The development team is working on a plan to implement AI with some of the following elements:

  • Use AI in the code review process to automatically identify the changes that were made and check against our own coding standards. The AI will be fed our coding standards documentation, our framework documentation and our design system documentation which allows it to know our styles and standards. The AI will also be able to make suggestions for improvement automatically. The code reviewer is still in charge – this is keeping with one of the AI principles of “keep the human in the loop”.
  • AI for writing new functionality. Later this year we want to create a new Volunteer system. It will be similar in nature to how we built the Membership system with many of the same features like a Dashboard, Website, Email, signup framework, Questions, Store, etc. The developers will be able to quick start this project by pointing the AI at the Membership code and basically replicating that by chatting with the AI to tell it to write thousands of lines of code very quickly.
  • Unit Tests are now a part of every project. The AI can greatly speed the writing of unit tests. It cans output a couple hundred lines of code that can reduce the time to write a unit test for a new feature from a day or two to a few hours.

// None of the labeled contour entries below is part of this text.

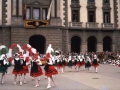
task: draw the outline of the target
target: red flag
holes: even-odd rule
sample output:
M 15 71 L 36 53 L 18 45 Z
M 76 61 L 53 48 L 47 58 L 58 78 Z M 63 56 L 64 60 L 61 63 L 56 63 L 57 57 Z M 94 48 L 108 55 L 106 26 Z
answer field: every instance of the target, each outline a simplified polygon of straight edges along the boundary
M 27 12 L 27 1 L 26 1 L 24 8 L 23 8 L 23 20 L 26 19 L 26 12 Z

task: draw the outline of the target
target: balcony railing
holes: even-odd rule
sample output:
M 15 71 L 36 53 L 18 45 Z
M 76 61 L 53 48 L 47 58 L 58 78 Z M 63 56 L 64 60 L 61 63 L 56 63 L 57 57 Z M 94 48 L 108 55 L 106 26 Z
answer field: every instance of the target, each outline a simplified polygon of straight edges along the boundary
M 103 29 L 113 29 L 114 28 L 113 23 L 102 23 L 101 26 Z
M 82 22 L 69 22 L 70 28 L 83 28 Z
M 98 24 L 96 22 L 87 22 L 86 23 L 86 28 L 98 28 Z

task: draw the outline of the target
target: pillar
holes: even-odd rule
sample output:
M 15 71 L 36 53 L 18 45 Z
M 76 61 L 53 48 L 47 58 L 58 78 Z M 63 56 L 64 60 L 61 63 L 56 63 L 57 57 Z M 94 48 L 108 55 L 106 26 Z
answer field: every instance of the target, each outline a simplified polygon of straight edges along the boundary
M 96 50 L 98 52 L 103 52 L 103 43 L 102 42 L 97 43 L 97 49 Z

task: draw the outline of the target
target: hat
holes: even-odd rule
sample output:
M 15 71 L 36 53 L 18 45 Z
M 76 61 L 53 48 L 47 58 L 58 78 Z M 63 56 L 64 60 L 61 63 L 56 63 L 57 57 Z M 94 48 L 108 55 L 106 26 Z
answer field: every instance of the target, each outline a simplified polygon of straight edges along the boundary
M 23 56 L 20 56 L 20 58 L 22 58 L 22 59 L 23 59 L 24 57 L 23 57 Z
M 19 56 L 19 54 L 18 53 L 15 53 L 15 55 L 14 56 Z

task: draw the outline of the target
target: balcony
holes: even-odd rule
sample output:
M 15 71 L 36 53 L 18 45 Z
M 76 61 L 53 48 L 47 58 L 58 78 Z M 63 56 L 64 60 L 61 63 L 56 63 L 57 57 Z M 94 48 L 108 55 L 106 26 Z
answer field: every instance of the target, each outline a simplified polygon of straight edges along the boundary
M 80 29 L 80 28 L 83 28 L 82 22 L 69 22 L 69 27 L 71 29 Z
M 107 30 L 114 29 L 113 23 L 102 23 L 101 26 L 102 26 L 102 29 L 107 29 Z
M 98 28 L 98 24 L 99 23 L 96 23 L 96 22 L 87 22 L 86 28 L 87 29 L 96 29 L 96 28 Z

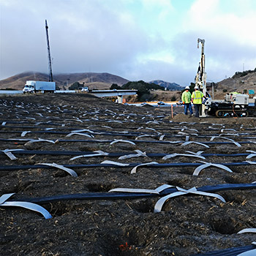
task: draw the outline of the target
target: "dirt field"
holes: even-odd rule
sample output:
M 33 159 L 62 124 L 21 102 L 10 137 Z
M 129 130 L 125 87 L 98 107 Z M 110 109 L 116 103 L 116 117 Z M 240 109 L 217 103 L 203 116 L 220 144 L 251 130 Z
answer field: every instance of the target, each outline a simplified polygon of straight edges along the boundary
M 7 202 L 74 194 L 107 197 L 38 203 L 51 214 L 48 219 L 35 211 L 2 206 L 0 255 L 188 256 L 256 241 L 256 233 L 237 234 L 256 227 L 255 188 L 215 192 L 225 203 L 186 194 L 166 201 L 159 213 L 154 210 L 161 193 L 108 197 L 118 194 L 108 192 L 116 188 L 155 189 L 168 184 L 189 189 L 256 181 L 256 165 L 233 165 L 255 159 L 246 159 L 246 154 L 256 151 L 256 118 L 197 118 L 183 115 L 183 107 L 173 111 L 172 118 L 170 108 L 118 105 L 86 94 L 0 97 L 1 150 L 26 151 L 12 151 L 12 160 L 0 154 L 1 195 L 15 193 Z M 185 141 L 205 144 L 183 146 Z M 135 150 L 146 154 L 118 159 L 138 154 Z M 105 155 L 94 156 L 98 151 Z M 186 151 L 203 151 L 206 159 L 162 159 L 174 153 L 192 154 Z M 93 156 L 70 159 L 84 154 Z M 105 160 L 130 165 L 100 166 Z M 232 163 L 233 172 L 210 166 L 193 176 L 196 165 L 203 165 L 199 161 Z M 134 166 L 152 162 L 158 164 L 131 173 Z M 64 165 L 78 176 L 39 163 Z

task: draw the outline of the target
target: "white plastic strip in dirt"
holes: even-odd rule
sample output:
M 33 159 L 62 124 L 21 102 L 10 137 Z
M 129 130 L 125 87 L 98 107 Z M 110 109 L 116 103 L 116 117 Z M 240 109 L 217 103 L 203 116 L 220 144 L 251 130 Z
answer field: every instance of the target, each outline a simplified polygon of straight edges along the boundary
M 236 146 L 237 146 L 238 147 L 241 147 L 241 145 L 238 142 L 236 142 L 234 140 L 232 140 L 232 139 L 230 139 L 229 138 L 226 138 L 226 137 L 212 136 L 210 139 L 210 141 L 214 140 L 216 138 L 222 138 L 222 139 L 232 141 Z
M 222 129 L 220 130 L 220 132 L 223 132 L 224 131 L 233 131 L 233 132 L 236 132 L 236 130 L 235 129 Z
M 238 234 L 243 234 L 244 233 L 256 233 L 256 228 L 244 228 L 238 232 Z
M 56 163 L 52 163 L 52 164 L 48 164 L 48 163 L 45 163 L 45 162 L 43 162 L 43 163 L 39 163 L 39 164 L 36 164 L 36 165 L 48 165 L 48 166 L 51 166 L 51 167 L 54 167 L 56 168 L 58 168 L 58 169 L 61 169 L 61 170 L 64 170 L 65 172 L 69 173 L 73 177 L 78 177 L 78 174 L 77 173 L 70 169 L 70 168 L 67 168 L 63 165 L 57 165 Z
M 157 194 L 159 195 L 159 192 L 162 191 L 170 188 L 173 187 L 173 186 L 164 184 L 159 187 L 157 187 L 156 189 L 127 189 L 127 188 L 121 188 L 118 187 L 116 189 L 113 189 L 108 191 L 109 192 L 128 192 L 128 193 L 149 193 L 149 194 Z
M 252 162 L 252 161 L 245 161 L 246 162 L 248 162 L 250 165 L 256 165 L 256 162 Z
M 162 135 L 159 137 L 159 140 L 162 140 L 165 137 L 165 135 Z
M 233 171 L 227 166 L 225 166 L 223 165 L 220 165 L 220 164 L 213 164 L 211 162 L 203 162 L 203 161 L 200 161 L 200 162 L 203 162 L 203 165 L 198 166 L 197 167 L 195 168 L 195 170 L 194 170 L 193 173 L 193 176 L 197 176 L 199 175 L 199 173 L 205 168 L 207 168 L 210 166 L 214 166 L 216 167 L 217 168 L 221 168 L 223 170 L 225 170 L 230 173 L 233 173 Z
M 134 142 L 132 141 L 129 141 L 129 140 L 114 140 L 113 141 L 112 141 L 110 143 L 110 145 L 113 145 L 114 143 L 129 143 L 132 145 L 136 145 Z
M 205 159 L 206 157 L 203 157 L 203 156 L 199 156 L 197 154 L 178 154 L 178 153 L 173 153 L 172 154 L 167 154 L 167 156 L 164 157 L 162 159 L 164 160 L 167 159 L 171 157 L 197 157 L 197 158 L 200 158 L 202 159 Z
M 210 148 L 206 144 L 201 143 L 200 142 L 196 142 L 196 141 L 187 141 L 187 142 L 184 142 L 184 143 L 182 143 L 181 146 L 187 146 L 187 145 L 191 144 L 191 143 L 195 143 L 195 144 L 197 144 L 197 145 L 203 146 L 206 148 Z
M 193 131 L 193 132 L 198 132 L 198 130 L 197 130 L 196 129 L 187 128 L 187 127 L 184 127 L 184 128 L 182 128 L 182 129 L 181 129 L 181 132 L 184 132 L 185 129 L 187 129 L 187 130 L 189 130 L 189 131 Z
M 100 163 L 101 165 L 113 165 L 117 166 L 129 166 L 129 164 L 124 164 L 122 162 L 118 162 L 114 161 L 105 160 Z
M 155 135 L 140 135 L 135 138 L 135 140 L 138 140 L 140 138 L 143 138 L 143 137 L 155 137 Z
M 16 160 L 17 157 L 12 153 L 12 151 L 20 151 L 24 149 L 4 149 L 1 150 L 3 153 L 4 153 L 11 160 Z
M 89 138 L 94 138 L 94 136 L 92 135 L 88 135 L 86 133 L 81 133 L 81 132 L 70 132 L 67 135 L 66 135 L 66 137 L 70 137 L 72 135 L 80 135 L 80 136 L 86 136 Z
M 95 154 L 83 154 L 83 155 L 80 155 L 80 156 L 72 157 L 69 160 L 75 160 L 77 158 L 80 158 L 80 157 L 93 157 L 108 156 L 109 155 L 109 153 L 103 152 L 101 150 L 97 150 L 97 151 L 94 151 L 94 152 Z
M 31 131 L 24 131 L 21 132 L 20 137 L 25 137 L 25 135 L 29 133 L 29 132 L 31 132 Z
M 237 255 L 237 256 L 255 256 L 255 255 L 256 255 L 256 249 Z
M 145 164 L 138 165 L 137 165 L 137 166 L 135 166 L 135 167 L 132 168 L 132 170 L 131 170 L 131 174 L 136 173 L 137 168 L 138 167 L 143 166 L 143 165 L 148 166 L 148 165 L 158 165 L 158 162 L 146 162 Z
M 52 218 L 52 216 L 50 214 L 45 210 L 43 207 L 38 206 L 35 203 L 29 203 L 29 202 L 16 202 L 16 201 L 11 201 L 11 202 L 6 202 L 7 199 L 9 199 L 12 195 L 15 193 L 11 194 L 4 194 L 0 197 L 0 206 L 18 206 L 18 207 L 22 207 L 25 208 L 29 210 L 31 210 L 34 211 L 37 211 L 40 213 L 45 219 L 50 219 Z
M 238 133 L 221 133 L 219 136 L 239 136 Z
M 252 153 L 246 157 L 246 159 L 256 157 L 256 151 L 252 150 L 246 150 L 246 152 Z
M 197 191 L 197 189 L 194 187 L 192 188 L 191 188 L 190 189 L 181 189 L 178 187 L 176 187 L 177 189 L 178 190 L 178 192 L 166 195 L 165 197 L 163 197 L 162 198 L 160 198 L 155 204 L 154 206 L 154 213 L 158 213 L 162 211 L 162 206 L 164 205 L 164 203 L 166 202 L 166 200 L 167 200 L 170 198 L 172 197 L 175 197 L 179 195 L 186 195 L 186 194 L 195 194 L 195 195 L 206 195 L 206 196 L 210 196 L 210 197 L 217 197 L 218 199 L 219 199 L 220 200 L 222 200 L 222 202 L 225 203 L 225 200 L 219 195 L 217 194 L 213 194 L 213 193 L 207 193 L 207 192 L 201 192 L 201 191 Z
M 76 130 L 72 131 L 71 132 L 87 132 L 89 133 L 94 133 L 93 131 L 91 131 L 90 129 L 76 129 Z
M 50 143 L 56 143 L 57 141 L 59 141 L 59 140 L 53 141 L 53 140 L 44 140 L 44 139 L 40 139 L 39 138 L 38 138 L 38 140 L 29 140 L 26 143 L 24 144 L 24 146 L 28 146 L 29 144 L 32 144 L 34 143 L 38 143 L 38 142 L 48 142 Z
M 140 157 L 148 157 L 146 155 L 146 152 L 142 152 L 142 151 L 140 151 L 140 150 L 136 149 L 136 150 L 135 150 L 135 151 L 137 152 L 137 154 L 127 154 L 125 156 L 121 156 L 121 157 L 118 157 L 118 159 L 123 160 L 123 159 L 127 159 L 128 158 Z

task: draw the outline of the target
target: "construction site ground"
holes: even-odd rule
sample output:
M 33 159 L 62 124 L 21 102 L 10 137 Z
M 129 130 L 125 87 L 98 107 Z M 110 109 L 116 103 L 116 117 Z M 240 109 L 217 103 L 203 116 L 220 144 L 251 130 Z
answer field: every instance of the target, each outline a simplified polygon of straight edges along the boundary
M 244 155 L 233 155 L 256 151 L 255 118 L 197 118 L 185 116 L 183 111 L 182 106 L 173 108 L 172 118 L 170 108 L 121 105 L 89 94 L 1 96 L 1 151 L 86 151 L 91 154 L 99 151 L 124 154 L 135 154 L 135 150 L 148 154 L 191 154 L 187 151 L 203 151 L 203 154 L 213 154 L 206 159 L 183 155 L 163 159 L 145 154 L 124 159 L 108 155 L 71 159 L 75 156 L 29 155 L 12 151 L 16 159 L 12 160 L 1 152 L 1 195 L 15 193 L 10 199 L 20 200 L 108 193 L 115 188 L 155 189 L 169 184 L 189 189 L 256 181 L 254 165 L 231 166 L 232 173 L 210 166 L 198 176 L 193 176 L 195 167 L 183 166 L 198 161 L 220 164 L 253 161 L 253 157 L 246 159 Z M 28 143 L 31 139 L 41 141 Z M 170 143 L 161 143 L 165 141 Z M 186 141 L 227 143 L 206 144 L 208 147 L 193 143 L 183 146 Z M 219 157 L 219 154 L 230 156 Z M 105 160 L 180 165 L 144 165 L 135 173 L 131 173 L 130 166 L 93 165 Z M 10 166 L 39 163 L 86 167 L 72 168 L 78 177 L 53 167 L 7 170 Z M 160 198 L 157 196 L 39 204 L 51 214 L 52 218 L 48 219 L 35 211 L 0 205 L 0 255 L 189 256 L 256 241 L 255 233 L 238 234 L 243 229 L 256 227 L 256 189 L 216 194 L 223 197 L 225 203 L 214 197 L 187 194 L 165 202 L 159 213 L 154 212 Z

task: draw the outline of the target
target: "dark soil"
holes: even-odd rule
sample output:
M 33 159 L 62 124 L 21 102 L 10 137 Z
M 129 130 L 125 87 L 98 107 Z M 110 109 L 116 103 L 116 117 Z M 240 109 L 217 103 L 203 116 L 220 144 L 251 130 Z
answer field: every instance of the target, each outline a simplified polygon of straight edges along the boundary
M 197 118 L 182 114 L 183 107 L 174 108 L 173 112 L 171 118 L 170 108 L 118 105 L 86 94 L 1 97 L 1 139 L 70 141 L 25 145 L 27 141 L 2 140 L 0 149 L 91 152 L 100 150 L 127 154 L 136 149 L 162 154 L 203 151 L 232 154 L 256 151 L 256 144 L 249 143 L 241 143 L 241 147 L 232 143 L 210 144 L 209 148 L 195 143 L 181 146 L 186 136 L 189 136 L 189 141 L 204 143 L 210 140 L 211 135 L 221 134 L 225 134 L 222 137 L 238 143 L 256 142 L 256 118 Z M 83 129 L 94 132 L 94 138 L 80 135 L 66 137 L 72 130 Z M 30 132 L 21 136 L 24 131 Z M 91 134 L 88 131 L 83 133 Z M 110 144 L 115 139 L 135 140 L 142 135 L 151 136 L 138 138 L 135 145 L 120 142 Z M 152 143 L 159 141 L 162 135 L 165 135 L 163 141 L 181 142 Z M 74 140 L 76 141 L 72 141 Z M 227 140 L 216 138 L 213 141 Z M 53 162 L 62 165 L 91 165 L 104 160 L 123 163 L 183 163 L 200 160 L 184 156 L 166 160 L 162 157 L 141 157 L 120 160 L 118 157 L 108 156 L 70 160 L 75 156 L 12 153 L 17 159 L 11 160 L 7 155 L 0 154 L 1 166 Z M 214 155 L 203 161 L 242 162 L 246 161 L 246 156 Z M 167 184 L 188 189 L 193 187 L 256 181 L 255 165 L 230 167 L 233 173 L 210 167 L 203 170 L 198 176 L 192 176 L 195 167 L 181 165 L 161 168 L 142 166 L 134 174 L 130 173 L 130 167 L 72 169 L 78 177 L 55 167 L 0 170 L 1 194 L 15 192 L 10 198 L 13 200 L 75 193 L 103 193 L 118 187 L 154 189 Z M 158 197 L 41 204 L 53 217 L 48 219 L 35 211 L 2 206 L 0 255 L 187 256 L 247 246 L 255 241 L 255 233 L 237 233 L 244 228 L 256 227 L 256 189 L 217 193 L 225 199 L 225 203 L 214 197 L 189 194 L 169 200 L 160 213 L 154 213 Z

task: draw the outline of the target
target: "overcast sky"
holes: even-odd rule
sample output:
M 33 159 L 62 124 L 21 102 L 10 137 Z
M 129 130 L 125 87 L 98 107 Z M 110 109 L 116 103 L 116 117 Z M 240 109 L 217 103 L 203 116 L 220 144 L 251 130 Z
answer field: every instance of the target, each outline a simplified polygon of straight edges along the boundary
M 207 79 L 256 67 L 255 0 L 0 0 L 0 80 L 109 72 L 129 80 L 194 82 L 204 39 Z

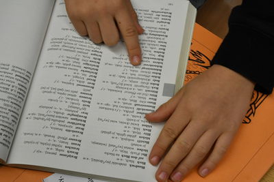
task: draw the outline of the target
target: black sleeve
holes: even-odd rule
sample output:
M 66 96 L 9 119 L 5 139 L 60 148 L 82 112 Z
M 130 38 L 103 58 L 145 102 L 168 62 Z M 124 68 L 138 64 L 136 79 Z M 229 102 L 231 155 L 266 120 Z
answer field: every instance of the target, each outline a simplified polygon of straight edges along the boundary
M 189 0 L 196 8 L 200 7 L 206 0 Z
M 274 85 L 274 1 L 244 0 L 234 7 L 229 33 L 212 60 L 271 93 Z

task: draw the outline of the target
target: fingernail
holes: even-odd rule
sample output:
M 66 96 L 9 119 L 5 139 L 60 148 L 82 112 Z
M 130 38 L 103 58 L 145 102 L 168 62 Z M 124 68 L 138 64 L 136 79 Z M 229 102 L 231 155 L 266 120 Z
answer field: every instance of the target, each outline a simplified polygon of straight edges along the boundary
M 160 173 L 159 175 L 159 178 L 160 180 L 165 180 L 167 177 L 167 174 L 166 172 L 161 172 L 161 173 Z
M 208 168 L 204 168 L 201 171 L 201 176 L 202 176 L 203 177 L 206 177 L 206 175 L 208 175 L 208 172 L 210 172 L 210 170 Z
M 158 156 L 154 156 L 150 161 L 152 165 L 157 165 L 160 162 L 160 157 Z
M 134 65 L 139 64 L 140 61 L 140 58 L 139 58 L 138 56 L 134 56 L 134 57 L 132 57 L 132 63 L 133 63 Z
M 180 181 L 183 178 L 183 175 L 180 172 L 177 172 L 173 177 L 172 180 L 175 181 Z

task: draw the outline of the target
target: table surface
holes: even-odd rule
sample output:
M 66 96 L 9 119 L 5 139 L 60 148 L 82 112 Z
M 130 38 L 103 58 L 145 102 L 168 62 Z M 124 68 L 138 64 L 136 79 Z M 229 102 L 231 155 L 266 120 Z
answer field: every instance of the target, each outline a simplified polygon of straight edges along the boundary
M 196 22 L 223 39 L 228 32 L 227 21 L 231 10 L 241 2 L 242 0 L 207 0 L 198 10 Z M 260 182 L 272 181 L 274 181 L 274 166 Z

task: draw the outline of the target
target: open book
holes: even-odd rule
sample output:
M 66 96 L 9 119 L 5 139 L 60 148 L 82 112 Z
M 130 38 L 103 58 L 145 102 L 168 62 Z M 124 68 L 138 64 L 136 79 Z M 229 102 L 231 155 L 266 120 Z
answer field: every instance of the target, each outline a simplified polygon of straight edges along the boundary
M 153 181 L 162 124 L 145 113 L 182 86 L 196 10 L 134 0 L 142 63 L 75 32 L 64 1 L 0 1 L 0 159 L 12 166 Z M 175 86 L 175 83 L 176 86 Z

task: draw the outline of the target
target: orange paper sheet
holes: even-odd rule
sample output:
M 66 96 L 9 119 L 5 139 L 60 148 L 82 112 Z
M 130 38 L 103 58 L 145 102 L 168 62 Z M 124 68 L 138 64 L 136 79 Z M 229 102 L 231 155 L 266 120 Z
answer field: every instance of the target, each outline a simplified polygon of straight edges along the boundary
M 185 82 L 201 74 L 221 40 L 196 24 L 190 48 Z M 233 80 L 232 80 L 233 81 Z M 224 159 L 216 168 L 203 179 L 197 169 L 188 175 L 186 182 L 258 181 L 274 161 L 274 96 L 254 91 L 246 117 Z M 0 167 L 0 181 L 37 182 L 51 173 L 5 166 Z

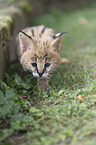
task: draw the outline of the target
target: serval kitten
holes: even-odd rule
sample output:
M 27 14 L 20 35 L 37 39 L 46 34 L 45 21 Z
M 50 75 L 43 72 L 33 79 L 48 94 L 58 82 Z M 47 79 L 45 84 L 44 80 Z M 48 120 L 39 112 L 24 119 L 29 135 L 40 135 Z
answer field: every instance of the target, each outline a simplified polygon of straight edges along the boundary
M 39 89 L 47 89 L 51 73 L 61 63 L 69 62 L 60 57 L 64 34 L 65 32 L 54 34 L 51 28 L 44 25 L 28 27 L 19 32 L 20 63 L 24 70 L 29 70 L 37 77 Z

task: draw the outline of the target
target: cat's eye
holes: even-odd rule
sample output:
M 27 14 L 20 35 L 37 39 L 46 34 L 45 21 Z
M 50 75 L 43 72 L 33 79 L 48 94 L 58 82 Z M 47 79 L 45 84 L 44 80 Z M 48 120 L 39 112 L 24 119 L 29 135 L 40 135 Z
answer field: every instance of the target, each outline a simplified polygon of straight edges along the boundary
M 37 67 L 37 63 L 31 63 L 33 67 Z
M 45 63 L 45 68 L 49 66 L 50 66 L 50 63 Z

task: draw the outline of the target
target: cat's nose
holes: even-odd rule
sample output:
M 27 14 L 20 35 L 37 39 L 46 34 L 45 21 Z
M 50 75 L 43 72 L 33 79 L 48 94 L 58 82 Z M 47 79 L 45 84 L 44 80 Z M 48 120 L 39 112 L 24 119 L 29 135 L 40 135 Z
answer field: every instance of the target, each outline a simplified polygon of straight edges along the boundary
M 44 74 L 44 71 L 38 71 L 38 74 L 41 77 Z

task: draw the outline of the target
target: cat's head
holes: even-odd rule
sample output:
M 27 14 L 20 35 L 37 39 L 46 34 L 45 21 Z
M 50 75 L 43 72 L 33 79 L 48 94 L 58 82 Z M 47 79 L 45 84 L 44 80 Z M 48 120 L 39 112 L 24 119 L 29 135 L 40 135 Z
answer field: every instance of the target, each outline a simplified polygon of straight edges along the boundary
M 62 37 L 65 33 L 59 33 L 49 38 L 31 38 L 24 32 L 19 32 L 20 62 L 25 70 L 33 73 L 33 76 L 46 78 L 61 64 L 68 62 L 60 57 Z

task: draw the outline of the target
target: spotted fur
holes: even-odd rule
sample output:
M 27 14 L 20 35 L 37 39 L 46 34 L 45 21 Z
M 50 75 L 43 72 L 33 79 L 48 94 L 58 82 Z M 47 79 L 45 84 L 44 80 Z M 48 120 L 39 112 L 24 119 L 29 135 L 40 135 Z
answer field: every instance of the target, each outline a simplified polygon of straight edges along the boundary
M 51 28 L 43 25 L 28 27 L 19 32 L 20 62 L 25 70 L 38 78 L 39 87 L 42 89 L 45 89 L 46 79 L 50 74 L 61 63 L 69 62 L 68 59 L 60 57 L 64 34 L 65 32 L 54 34 Z M 45 80 L 45 84 L 40 83 L 40 80 Z

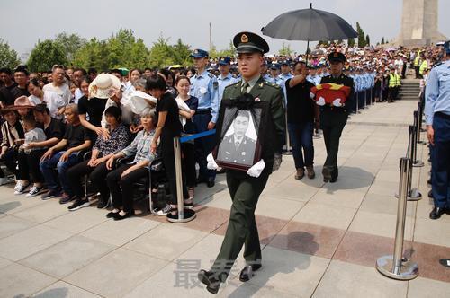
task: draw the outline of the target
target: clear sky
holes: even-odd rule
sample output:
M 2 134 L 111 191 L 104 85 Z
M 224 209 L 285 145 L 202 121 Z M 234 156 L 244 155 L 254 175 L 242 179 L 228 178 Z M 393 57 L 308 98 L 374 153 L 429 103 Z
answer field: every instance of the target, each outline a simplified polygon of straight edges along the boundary
M 382 37 L 392 39 L 400 32 L 402 0 L 316 0 L 313 7 L 332 12 L 355 29 L 356 22 L 376 43 Z M 32 49 L 38 39 L 58 33 L 78 33 L 90 39 L 106 39 L 119 28 L 131 29 L 135 36 L 151 46 L 160 34 L 176 42 L 181 38 L 193 48 L 209 48 L 209 23 L 212 42 L 218 49 L 228 48 L 233 36 L 242 31 L 260 33 L 277 15 L 308 8 L 310 0 L 1 0 L 0 38 L 19 54 Z M 450 37 L 450 1 L 439 1 L 439 29 Z M 271 52 L 283 40 L 266 37 Z M 298 52 L 306 42 L 286 42 Z

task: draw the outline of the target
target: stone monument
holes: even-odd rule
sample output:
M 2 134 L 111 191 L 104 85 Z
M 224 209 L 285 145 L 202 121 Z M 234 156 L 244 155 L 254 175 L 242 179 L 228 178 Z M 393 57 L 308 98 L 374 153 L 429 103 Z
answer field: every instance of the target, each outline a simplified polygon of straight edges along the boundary
M 437 0 L 403 0 L 401 31 L 395 43 L 415 47 L 446 40 L 437 30 Z

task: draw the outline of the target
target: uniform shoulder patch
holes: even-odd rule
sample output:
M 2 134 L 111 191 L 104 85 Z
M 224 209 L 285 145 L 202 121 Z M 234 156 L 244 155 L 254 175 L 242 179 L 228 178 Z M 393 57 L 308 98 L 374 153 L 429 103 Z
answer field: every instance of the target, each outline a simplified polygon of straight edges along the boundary
M 231 86 L 236 86 L 238 83 L 240 83 L 241 82 L 242 82 L 241 80 L 238 80 L 238 82 L 229 84 L 228 86 L 225 87 L 225 89 L 230 88 Z
M 436 64 L 435 64 L 435 65 L 433 66 L 433 68 L 435 68 L 435 67 L 436 67 L 436 66 L 442 66 L 443 64 L 444 64 L 444 62 L 439 61 L 439 62 L 437 62 Z
M 266 80 L 265 80 L 265 81 L 263 81 L 263 82 L 264 82 L 264 84 L 265 84 L 266 86 L 270 86 L 270 87 L 272 87 L 272 88 L 275 88 L 275 89 L 280 89 L 280 88 L 281 88 L 278 84 L 276 84 L 276 83 L 270 83 L 270 82 L 267 82 L 267 81 L 266 81 Z

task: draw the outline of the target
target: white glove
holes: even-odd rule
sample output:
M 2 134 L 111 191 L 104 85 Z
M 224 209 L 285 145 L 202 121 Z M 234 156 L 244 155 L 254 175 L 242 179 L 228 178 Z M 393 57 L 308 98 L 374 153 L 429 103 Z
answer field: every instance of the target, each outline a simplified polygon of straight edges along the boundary
M 266 168 L 266 162 L 264 162 L 264 160 L 260 160 L 247 171 L 247 174 L 251 177 L 258 178 L 264 168 Z
M 281 162 L 283 162 L 283 155 L 281 153 L 275 153 L 274 155 L 274 168 L 272 171 L 275 171 L 280 169 Z
M 208 164 L 206 165 L 208 170 L 217 170 L 217 168 L 219 168 L 216 161 L 214 161 L 214 157 L 212 157 L 212 153 L 210 153 L 208 157 L 206 157 L 206 162 L 208 162 Z

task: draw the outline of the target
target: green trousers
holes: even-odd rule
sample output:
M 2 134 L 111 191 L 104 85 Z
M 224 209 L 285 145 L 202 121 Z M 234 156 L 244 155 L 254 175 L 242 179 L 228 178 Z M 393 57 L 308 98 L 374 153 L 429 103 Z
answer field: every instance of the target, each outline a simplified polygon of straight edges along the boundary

Similarly, we are thinking about how we can systematically work AI into our processes. For example, adding support and product information chatbot options for customers that want an AI interface to our huge base of information. Or helping to improve how we generate case studies so that customers can learn from each other more efficiently.

Strategically, we also have plans to do some very interesting things that take our Open API into the AI world so that customers can leverage our system in even more creative ways.

Summary

RunSignup will become a leader in applying AI to our business to help our customers. We will do it with humans in the loop to assure we do not get too robotic and keep our personal touch. We will be sharing many more details about our plans and our implementations over the course of the year. As well as some of our experiments. For example, we posted an AI generated podcast of our annual Trends Report. 2025 will be an exciting year!